Ich bin dennoch dafür, diesen Antrag an den Ausschuss zu überweisen, um ihn dort zu qualifizieren. Was Thüringen betrifft, wäre es sehr sinnvoll gewesen, einen Bericht der Landesregierung abzufordern, wo wir denn überhaupt in Thüringen bei der Barrierefreiheit stehen. Da reicht es nicht, Herr Gumprecht, wenn Sie sich vom Wahlleiter sagen lassen, wir haben keine Beschwerden. Wenn man sich einen OTZ-Artikel von 2012 anschaut, da wird gesagt, dass in Eisenach ein Viertel der Wahllokale barrierefrei zugänglich ist, in Erfurt und Gera die Hälfte. Das hat Gründe. Gerade in Städten, glaube ich, Herr Gumprecht - und auch Herr Bergner hat versucht, die Schwierigkeiten aufzuzählen -, gibt es durchaus Möglichkeiten, Ausweichmöglichkeiten zu finden. Dann geht man in einen anderen Raum, wo das möglich ist. Ich glaube, eine Diskussion im Ausschuss würde diesem wichtigen Thema sehr gut tun
im Sinne von: Wie können wir schneller vorankommen? Das habe ich sowohl bei Herrn Gumprecht als auch bei Herrn Bergner vermisst. Das Ziel teilen wir doch alle. Wie man da hinkommt, das geht nicht
so schnell wie DIE LINKEN wollen, aber da müssen wir uns doch mehr anstrengen. Da müssen wir uns doch mehr anstrengen als das, was in den letzten Jahren dort passiert ist. Einige Punkte, die man im Ausschuss diskutieren sollte, sind auch schon gesagt worden: einheitliche Kriterien. Was heißt überhaupt barrierefreies Wahllokal? Da gibt es nämlich keine einheitlichen Kriterien. Vielleicht muss man auch einen Leitfaden machen für Kommunen, Erfahrungsaustausch, um hier schneller voranzukommen. Ich habe Sie nicht verstanden, Herr Gumprecht.
Ja, von denen rede ich, aber die sind nicht einheitlich. Es gibt keine Zertifizierung dafür. Daran wird auch gearbeitet, aber umso sinnvoller wäre es, dass sich Thüringen damit beschäftigt, wie da der Stand ist. Das können wir hier im Plenum bestimmt nicht leisten. Vielleicht braucht es auch ein Bürgertelefon, mit dem sich behinderte Menschen sehr schnell über die barrierefreien Wahllokale informieren können, im Sinne von: Was braucht dieser Mensch speziell in seinem Wahllokal? Schulung, Qualifizierung, das habe ich schon genannt.

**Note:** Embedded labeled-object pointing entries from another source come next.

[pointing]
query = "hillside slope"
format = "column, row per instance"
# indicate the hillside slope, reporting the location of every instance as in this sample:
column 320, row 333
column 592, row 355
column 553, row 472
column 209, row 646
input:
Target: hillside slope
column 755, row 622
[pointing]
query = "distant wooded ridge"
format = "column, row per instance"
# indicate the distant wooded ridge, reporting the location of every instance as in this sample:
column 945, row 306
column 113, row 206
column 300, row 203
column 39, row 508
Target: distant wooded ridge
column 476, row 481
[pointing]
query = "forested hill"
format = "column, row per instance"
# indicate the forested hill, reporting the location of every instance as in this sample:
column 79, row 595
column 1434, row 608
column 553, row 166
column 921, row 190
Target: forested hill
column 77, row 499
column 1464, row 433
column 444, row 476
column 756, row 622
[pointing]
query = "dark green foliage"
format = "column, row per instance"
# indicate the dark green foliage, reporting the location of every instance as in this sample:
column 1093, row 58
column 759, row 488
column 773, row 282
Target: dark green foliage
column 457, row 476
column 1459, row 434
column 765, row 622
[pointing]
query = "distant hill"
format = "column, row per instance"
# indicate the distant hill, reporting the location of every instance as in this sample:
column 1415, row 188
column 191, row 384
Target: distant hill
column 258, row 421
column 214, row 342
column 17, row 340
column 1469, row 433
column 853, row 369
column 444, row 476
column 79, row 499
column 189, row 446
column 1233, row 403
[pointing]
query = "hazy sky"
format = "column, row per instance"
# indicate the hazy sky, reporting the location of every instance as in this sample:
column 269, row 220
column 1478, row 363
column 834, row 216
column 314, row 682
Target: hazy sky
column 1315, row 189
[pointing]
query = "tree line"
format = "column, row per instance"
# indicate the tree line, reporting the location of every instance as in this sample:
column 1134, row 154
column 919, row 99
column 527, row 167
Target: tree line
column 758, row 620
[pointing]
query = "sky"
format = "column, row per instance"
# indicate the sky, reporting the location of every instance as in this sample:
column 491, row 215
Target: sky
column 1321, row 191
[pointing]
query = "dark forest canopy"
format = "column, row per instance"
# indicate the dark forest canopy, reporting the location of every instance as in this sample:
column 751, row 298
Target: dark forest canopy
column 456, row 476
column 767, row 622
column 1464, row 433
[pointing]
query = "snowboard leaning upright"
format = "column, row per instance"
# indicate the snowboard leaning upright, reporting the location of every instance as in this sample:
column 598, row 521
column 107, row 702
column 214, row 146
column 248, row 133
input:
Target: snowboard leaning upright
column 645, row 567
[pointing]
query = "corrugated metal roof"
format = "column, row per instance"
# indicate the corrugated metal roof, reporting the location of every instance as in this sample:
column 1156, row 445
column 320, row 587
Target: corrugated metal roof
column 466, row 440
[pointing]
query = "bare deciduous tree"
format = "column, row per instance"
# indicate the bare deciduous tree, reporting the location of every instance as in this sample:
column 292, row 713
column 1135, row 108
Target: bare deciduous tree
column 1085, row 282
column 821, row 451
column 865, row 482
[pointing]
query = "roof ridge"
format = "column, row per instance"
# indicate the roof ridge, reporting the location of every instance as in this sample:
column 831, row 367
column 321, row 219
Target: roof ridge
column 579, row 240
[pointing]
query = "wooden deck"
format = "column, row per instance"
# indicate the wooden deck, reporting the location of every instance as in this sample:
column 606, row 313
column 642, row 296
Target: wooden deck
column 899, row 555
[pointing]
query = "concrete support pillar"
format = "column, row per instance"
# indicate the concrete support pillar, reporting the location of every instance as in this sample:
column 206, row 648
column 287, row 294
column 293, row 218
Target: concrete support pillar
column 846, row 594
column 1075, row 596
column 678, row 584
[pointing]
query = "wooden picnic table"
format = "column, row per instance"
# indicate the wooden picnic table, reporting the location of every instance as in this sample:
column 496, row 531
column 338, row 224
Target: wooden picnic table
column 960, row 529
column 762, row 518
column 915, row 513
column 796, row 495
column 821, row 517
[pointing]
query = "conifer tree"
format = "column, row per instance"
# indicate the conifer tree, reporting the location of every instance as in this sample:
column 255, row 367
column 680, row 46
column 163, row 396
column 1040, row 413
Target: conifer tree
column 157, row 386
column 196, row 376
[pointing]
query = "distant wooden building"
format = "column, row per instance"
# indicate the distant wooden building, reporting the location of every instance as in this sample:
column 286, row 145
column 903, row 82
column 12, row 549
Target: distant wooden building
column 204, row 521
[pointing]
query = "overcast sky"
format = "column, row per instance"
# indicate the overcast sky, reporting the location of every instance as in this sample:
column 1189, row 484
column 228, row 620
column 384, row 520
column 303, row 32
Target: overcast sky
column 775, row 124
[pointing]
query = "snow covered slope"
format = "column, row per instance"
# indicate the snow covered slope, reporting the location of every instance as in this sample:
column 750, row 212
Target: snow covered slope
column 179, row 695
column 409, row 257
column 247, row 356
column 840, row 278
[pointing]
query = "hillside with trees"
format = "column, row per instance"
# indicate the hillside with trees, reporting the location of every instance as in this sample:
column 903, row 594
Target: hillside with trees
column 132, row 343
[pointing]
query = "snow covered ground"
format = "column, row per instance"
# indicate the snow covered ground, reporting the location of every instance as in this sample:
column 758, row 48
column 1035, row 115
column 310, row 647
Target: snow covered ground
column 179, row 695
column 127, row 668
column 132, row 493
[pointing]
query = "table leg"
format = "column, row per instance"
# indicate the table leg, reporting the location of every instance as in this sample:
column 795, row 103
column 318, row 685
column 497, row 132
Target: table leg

Was die Regeln angeht, ist es auch interessant, sich mit den Ergebnissen des Instituts für Menschenrechte zu beschäftigen. Es gibt durchaus Experten, die sagen, wir brauchen mehr Regeln, die wollen einheitliche Standards, Vorgaben, damit wir bei der Umsetzung in der Kommune vorankommen. Es gibt aber auch andere, die sagen: Nein, um Gottes Willen nicht mehr Regeln. Wir wollen Kreativität, um diese Dinge sehr pragmatisch und auch durch Improvisation zu lösen. Insofern auch hier der Hinweis, das ist es wert, im Ausschuss zu diskutieren und sich auch entsprechende Menschen einzuladen. Warum nicht diejenigen, die beim Deutschen Institut für Menschenrechte sehr sachkundig darüber referiert haben? Der Teufel steckt also im Detail. Fakt ist aber eines, das ist mein letzter und der wichtigste Satz, denn vor allem steht, und das ist unsere feste Überzeugung: Der Verweis auf die Briefwahl, der ist absolut nicht statthaft.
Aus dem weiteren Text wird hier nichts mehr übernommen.